Bryan Simpson, the lead organiser for hospitality at the Unite union, said that offering just £1 above the minimum wage to replace “a healthy per hour tip rate” was “a complete slap in the face” for workers.

“Ping Pong’s decision to effectively deny workers tips by cynically changing the service charge to a ‘brand charge’ in order to circumvent the new fair tips legislation is one of the most blatant examples of tips theft that we’ve come across as the union for restaurant and bar workers,” he said.

“No matter what senior management call it, customers will assume that this 15% is a tip that should go to workers, but it won’t.

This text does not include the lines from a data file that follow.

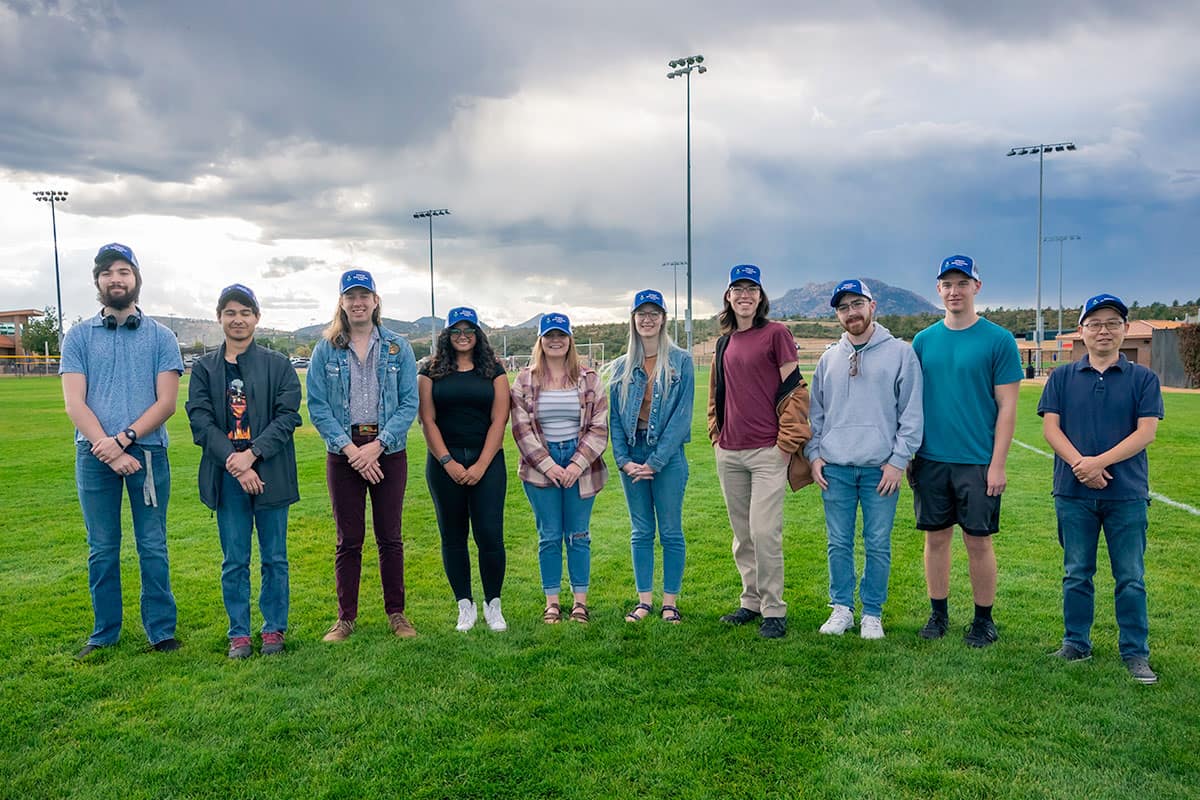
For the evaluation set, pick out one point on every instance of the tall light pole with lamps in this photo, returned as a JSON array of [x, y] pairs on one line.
[[1061, 239], [675, 269], [52, 197], [1041, 150], [684, 67], [429, 214]]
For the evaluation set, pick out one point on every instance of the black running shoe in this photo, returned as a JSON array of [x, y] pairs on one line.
[[936, 626], [981, 632], [741, 617]]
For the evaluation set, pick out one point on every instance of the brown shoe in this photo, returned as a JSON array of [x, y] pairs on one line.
[[401, 626], [341, 631]]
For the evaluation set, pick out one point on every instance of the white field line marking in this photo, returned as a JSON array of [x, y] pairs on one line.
[[1161, 498]]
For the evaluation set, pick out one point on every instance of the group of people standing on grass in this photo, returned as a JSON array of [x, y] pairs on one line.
[[941, 410]]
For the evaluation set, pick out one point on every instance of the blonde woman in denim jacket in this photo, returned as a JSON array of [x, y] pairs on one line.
[[652, 391], [561, 427]]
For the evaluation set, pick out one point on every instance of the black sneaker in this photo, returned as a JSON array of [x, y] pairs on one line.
[[1139, 669], [773, 627], [1071, 653], [741, 617], [936, 626], [981, 632]]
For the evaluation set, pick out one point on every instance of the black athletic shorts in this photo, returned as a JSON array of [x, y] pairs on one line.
[[947, 494]]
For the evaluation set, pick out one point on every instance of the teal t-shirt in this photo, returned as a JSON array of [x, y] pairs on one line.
[[961, 370]]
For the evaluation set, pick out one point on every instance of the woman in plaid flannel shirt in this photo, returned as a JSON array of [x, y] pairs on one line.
[[561, 427]]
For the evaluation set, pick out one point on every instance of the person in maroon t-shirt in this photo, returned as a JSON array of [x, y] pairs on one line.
[[757, 419]]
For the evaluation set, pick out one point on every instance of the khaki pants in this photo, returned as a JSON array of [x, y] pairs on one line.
[[754, 483]]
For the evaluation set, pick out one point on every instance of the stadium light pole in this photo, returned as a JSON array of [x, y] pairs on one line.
[[675, 269], [1041, 150], [52, 197], [1061, 239], [684, 67], [429, 214]]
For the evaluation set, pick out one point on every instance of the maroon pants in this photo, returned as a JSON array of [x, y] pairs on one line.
[[348, 491]]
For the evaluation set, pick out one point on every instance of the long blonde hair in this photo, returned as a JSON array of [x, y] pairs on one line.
[[635, 354], [339, 331], [540, 372]]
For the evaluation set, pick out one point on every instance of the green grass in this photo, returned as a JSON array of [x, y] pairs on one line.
[[652, 710]]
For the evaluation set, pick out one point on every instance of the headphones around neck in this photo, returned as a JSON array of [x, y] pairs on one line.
[[133, 322]]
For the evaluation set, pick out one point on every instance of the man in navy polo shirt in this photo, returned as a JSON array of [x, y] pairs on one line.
[[120, 379], [1099, 414]]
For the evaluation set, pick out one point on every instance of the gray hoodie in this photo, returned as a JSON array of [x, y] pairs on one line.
[[874, 416]]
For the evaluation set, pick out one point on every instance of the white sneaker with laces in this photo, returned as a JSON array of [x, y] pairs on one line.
[[467, 615], [493, 617], [871, 627], [840, 620]]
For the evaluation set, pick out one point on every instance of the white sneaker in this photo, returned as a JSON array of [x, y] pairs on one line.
[[871, 627], [840, 620], [493, 617], [467, 615]]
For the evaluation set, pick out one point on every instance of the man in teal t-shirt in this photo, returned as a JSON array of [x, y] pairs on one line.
[[972, 373]]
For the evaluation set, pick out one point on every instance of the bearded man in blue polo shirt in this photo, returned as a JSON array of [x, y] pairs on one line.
[[120, 380], [1099, 414]]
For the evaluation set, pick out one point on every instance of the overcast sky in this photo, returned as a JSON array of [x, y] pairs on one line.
[[277, 144]]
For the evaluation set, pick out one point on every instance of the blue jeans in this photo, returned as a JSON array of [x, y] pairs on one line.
[[849, 488], [660, 498], [562, 515], [237, 518], [100, 498], [1079, 533]]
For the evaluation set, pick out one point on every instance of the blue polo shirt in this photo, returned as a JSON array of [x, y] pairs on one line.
[[1097, 410], [121, 367]]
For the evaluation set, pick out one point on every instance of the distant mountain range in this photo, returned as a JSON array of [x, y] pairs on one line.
[[813, 300]]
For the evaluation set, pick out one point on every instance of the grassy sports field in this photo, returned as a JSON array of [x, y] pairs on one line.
[[611, 710]]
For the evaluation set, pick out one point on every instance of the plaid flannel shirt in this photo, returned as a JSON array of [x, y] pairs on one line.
[[593, 433]]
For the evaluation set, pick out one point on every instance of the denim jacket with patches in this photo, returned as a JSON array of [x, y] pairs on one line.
[[329, 392]]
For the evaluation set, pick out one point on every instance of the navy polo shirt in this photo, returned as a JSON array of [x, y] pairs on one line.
[[1097, 410]]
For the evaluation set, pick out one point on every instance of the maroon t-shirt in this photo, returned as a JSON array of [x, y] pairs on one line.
[[751, 378]]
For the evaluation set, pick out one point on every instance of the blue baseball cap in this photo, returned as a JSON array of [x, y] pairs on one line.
[[1104, 301], [240, 293], [745, 272], [964, 264], [648, 296], [462, 314], [555, 322], [354, 278], [114, 251], [853, 286]]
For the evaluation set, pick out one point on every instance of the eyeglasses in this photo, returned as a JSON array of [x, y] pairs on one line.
[[1096, 325]]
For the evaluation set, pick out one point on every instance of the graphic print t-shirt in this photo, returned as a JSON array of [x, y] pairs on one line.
[[235, 397]]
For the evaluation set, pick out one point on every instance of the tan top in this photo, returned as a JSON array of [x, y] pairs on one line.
[[643, 415]]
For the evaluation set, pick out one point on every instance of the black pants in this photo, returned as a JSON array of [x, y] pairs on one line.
[[480, 509]]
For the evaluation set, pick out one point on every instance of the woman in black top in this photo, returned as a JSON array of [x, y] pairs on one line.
[[465, 409]]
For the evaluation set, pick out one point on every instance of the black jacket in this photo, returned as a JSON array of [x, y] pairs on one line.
[[273, 398]]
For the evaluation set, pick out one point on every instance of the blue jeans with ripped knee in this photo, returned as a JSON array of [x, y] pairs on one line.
[[562, 516]]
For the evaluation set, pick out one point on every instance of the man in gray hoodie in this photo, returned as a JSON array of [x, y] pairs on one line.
[[867, 425]]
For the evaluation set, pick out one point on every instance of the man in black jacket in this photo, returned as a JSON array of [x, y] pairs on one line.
[[243, 404]]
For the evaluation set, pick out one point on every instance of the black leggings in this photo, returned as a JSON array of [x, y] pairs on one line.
[[478, 507]]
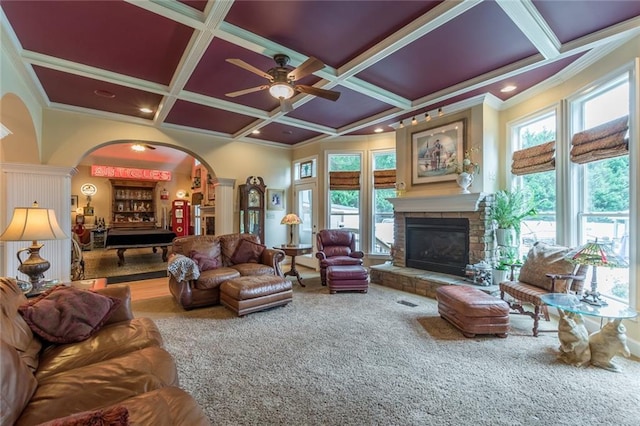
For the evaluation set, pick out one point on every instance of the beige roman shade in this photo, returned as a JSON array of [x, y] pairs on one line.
[[384, 179], [607, 140], [344, 180], [539, 158]]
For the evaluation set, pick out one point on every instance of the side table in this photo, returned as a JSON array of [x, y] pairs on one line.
[[577, 347], [294, 251]]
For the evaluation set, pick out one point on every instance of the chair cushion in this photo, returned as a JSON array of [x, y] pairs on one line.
[[68, 314], [545, 259]]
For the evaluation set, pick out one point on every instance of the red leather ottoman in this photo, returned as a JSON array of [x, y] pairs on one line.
[[347, 278], [244, 295], [473, 311]]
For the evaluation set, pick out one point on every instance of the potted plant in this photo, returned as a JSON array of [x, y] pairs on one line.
[[509, 208]]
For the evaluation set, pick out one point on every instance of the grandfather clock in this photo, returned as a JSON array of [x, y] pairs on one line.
[[252, 206]]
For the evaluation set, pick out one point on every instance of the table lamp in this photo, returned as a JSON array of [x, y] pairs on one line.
[[32, 224], [595, 254], [291, 219]]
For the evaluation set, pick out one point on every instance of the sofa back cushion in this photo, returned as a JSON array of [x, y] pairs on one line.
[[545, 259], [229, 244], [13, 328], [17, 385]]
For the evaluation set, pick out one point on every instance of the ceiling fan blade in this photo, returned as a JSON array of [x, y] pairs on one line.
[[245, 91], [285, 105], [309, 66], [323, 93], [242, 64]]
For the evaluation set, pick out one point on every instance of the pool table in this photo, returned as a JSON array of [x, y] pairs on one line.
[[123, 239]]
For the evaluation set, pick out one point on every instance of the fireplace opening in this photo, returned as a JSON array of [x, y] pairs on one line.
[[437, 244]]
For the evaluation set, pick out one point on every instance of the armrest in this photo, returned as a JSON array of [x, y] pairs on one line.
[[357, 254], [122, 292], [273, 258]]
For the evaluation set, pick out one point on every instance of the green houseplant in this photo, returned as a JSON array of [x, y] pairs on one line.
[[509, 208]]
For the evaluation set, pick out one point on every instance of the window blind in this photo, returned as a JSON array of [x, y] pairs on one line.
[[344, 180], [607, 140], [384, 179], [539, 158]]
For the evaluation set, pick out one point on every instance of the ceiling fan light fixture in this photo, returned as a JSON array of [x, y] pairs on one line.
[[281, 90]]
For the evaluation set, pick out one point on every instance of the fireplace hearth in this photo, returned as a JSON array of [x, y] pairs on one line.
[[437, 244]]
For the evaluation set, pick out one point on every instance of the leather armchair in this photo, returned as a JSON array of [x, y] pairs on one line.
[[336, 247]]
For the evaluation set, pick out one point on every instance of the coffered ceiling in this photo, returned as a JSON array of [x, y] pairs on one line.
[[390, 60]]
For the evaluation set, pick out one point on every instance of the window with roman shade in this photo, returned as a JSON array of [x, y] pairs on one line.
[[344, 180], [538, 158], [607, 140], [384, 179]]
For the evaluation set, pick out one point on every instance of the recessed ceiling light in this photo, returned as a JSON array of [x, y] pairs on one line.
[[104, 93]]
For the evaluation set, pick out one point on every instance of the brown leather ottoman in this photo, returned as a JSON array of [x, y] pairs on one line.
[[347, 278], [473, 311], [245, 295]]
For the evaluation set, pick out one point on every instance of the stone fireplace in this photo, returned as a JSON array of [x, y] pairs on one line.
[[472, 207], [472, 210]]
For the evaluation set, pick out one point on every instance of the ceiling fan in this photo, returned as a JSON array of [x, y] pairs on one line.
[[282, 80]]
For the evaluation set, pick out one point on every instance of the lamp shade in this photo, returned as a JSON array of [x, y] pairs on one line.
[[291, 219], [595, 254], [33, 223]]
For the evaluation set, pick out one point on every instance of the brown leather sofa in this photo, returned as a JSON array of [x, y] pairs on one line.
[[122, 365], [205, 290]]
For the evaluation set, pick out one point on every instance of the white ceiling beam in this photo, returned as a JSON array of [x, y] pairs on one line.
[[527, 18]]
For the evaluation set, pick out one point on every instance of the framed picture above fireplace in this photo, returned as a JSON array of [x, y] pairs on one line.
[[436, 152]]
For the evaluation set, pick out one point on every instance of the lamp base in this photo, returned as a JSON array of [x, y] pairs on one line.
[[593, 298]]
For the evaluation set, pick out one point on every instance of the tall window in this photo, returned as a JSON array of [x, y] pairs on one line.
[[603, 176], [344, 192], [535, 138], [384, 179]]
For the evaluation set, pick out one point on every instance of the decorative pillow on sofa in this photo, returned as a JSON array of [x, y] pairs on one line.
[[204, 261], [112, 416], [68, 314], [544, 259], [247, 252]]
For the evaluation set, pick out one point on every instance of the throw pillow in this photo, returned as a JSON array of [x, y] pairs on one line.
[[204, 261], [68, 314], [544, 259], [112, 416], [247, 252]]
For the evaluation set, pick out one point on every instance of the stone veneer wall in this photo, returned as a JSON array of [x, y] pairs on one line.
[[481, 236]]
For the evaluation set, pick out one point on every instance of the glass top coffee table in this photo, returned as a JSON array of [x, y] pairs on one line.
[[579, 348]]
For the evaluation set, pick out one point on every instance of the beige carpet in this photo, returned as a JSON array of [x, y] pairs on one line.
[[104, 263], [366, 359]]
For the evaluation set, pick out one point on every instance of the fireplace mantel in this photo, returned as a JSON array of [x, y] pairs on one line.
[[439, 203]]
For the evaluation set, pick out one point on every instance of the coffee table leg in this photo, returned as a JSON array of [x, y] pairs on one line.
[[294, 272]]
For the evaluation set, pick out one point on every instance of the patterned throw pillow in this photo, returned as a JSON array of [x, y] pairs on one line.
[[68, 314], [247, 252], [545, 259]]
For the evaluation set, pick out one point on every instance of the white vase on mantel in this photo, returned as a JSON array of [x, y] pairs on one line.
[[464, 181]]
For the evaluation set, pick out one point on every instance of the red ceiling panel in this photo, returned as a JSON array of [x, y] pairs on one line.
[[113, 35], [199, 116], [71, 89], [451, 54], [332, 31]]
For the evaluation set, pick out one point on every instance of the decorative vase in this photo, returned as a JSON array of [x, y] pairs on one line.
[[464, 180]]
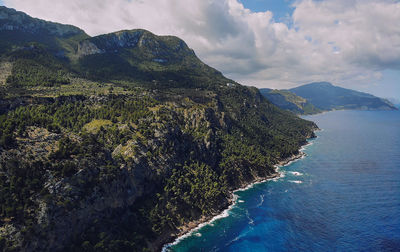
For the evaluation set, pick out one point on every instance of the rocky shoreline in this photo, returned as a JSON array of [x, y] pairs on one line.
[[191, 227]]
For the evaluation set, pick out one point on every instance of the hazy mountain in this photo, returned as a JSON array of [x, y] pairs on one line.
[[117, 142], [326, 96], [289, 101], [323, 96]]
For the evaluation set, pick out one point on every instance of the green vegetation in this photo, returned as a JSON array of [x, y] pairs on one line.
[[118, 149]]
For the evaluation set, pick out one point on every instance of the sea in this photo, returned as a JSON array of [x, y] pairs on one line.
[[343, 196]]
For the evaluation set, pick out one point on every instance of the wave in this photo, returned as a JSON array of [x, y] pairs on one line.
[[296, 181], [224, 214], [235, 200], [261, 200], [297, 173]]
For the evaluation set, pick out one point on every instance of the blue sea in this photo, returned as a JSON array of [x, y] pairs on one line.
[[343, 196]]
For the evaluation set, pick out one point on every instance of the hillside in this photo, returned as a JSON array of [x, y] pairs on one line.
[[326, 96], [287, 100], [119, 142], [323, 96]]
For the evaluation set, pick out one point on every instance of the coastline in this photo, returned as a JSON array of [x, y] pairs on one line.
[[194, 226]]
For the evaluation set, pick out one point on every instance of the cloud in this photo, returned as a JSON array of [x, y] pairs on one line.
[[342, 41]]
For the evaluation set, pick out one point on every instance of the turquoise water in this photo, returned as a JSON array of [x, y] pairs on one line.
[[344, 196]]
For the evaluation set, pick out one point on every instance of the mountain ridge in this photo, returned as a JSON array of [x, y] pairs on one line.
[[113, 151], [324, 96]]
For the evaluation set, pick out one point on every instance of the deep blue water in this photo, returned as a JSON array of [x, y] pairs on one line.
[[345, 195]]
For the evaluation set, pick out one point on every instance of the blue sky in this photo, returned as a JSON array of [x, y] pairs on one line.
[[389, 84], [353, 44]]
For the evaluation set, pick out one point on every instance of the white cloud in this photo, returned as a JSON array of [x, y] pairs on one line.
[[343, 41]]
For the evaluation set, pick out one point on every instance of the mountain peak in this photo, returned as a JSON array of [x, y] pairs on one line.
[[138, 38]]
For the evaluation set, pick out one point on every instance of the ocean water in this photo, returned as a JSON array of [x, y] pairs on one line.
[[344, 196]]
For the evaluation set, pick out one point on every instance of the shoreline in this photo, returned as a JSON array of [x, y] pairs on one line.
[[194, 226]]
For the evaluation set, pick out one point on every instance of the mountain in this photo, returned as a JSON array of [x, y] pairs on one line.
[[323, 96], [287, 100], [122, 141], [139, 55], [326, 96]]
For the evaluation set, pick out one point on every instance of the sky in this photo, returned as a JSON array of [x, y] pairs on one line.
[[263, 43]]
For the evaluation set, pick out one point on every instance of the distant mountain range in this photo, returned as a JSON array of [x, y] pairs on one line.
[[323, 96], [123, 141]]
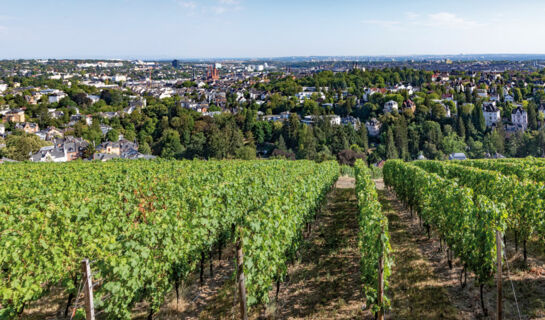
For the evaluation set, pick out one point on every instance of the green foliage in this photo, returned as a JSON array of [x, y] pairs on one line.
[[465, 220], [374, 239], [145, 224], [21, 147]]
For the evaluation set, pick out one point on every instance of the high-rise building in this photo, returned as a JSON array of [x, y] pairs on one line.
[[212, 73]]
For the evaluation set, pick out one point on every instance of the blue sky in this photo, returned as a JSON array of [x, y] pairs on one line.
[[266, 28]]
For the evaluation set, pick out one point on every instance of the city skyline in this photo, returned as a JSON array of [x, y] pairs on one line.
[[132, 29]]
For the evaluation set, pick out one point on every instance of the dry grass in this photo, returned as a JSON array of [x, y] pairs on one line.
[[529, 283]]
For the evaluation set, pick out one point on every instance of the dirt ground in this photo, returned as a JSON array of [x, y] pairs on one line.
[[324, 282], [529, 284]]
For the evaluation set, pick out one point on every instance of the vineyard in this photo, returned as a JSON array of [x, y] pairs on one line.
[[149, 228]]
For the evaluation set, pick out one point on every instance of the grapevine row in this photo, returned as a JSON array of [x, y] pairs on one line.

That is completely disingenuous.”

The union said it was planning a national campaign for fair tips ahead of July to ensure restaurants did not replace the service charge with “outrageous policies”.

AJT Dimsum said: “The business is very proud of the reputation it has as a good employer and, despite the many recent headwinds, has acted with integrity and honour, with a high priority placed on employee retention. The benefit to our employees will be stability of wages throughout the year, reducing the impact of seasonality and the higher wages will also mean improved access to financial products such as loans and mortgages.”

Additional wages, instead of a bonus via the service charge, may mean higher taxes for employees in the short term as they require national insurance contributions but could result in potentially better pension payments down the line.

Ping Pong is likely to be just one of many restaurants that will change the way they charge customers system before the new legislation that will force restaurants to hand over all service charge money and tips to workers.

The law will be introduced after it emerged that many businesses were using the card-based fees to underpin profits rather than reward waiting staff and chefs.

The government hopes that the law will put an estimated £200m more into workers’ pockets but restaurants have said they fear it will add to costs at a time of high inflation and lacklustre consumer spending.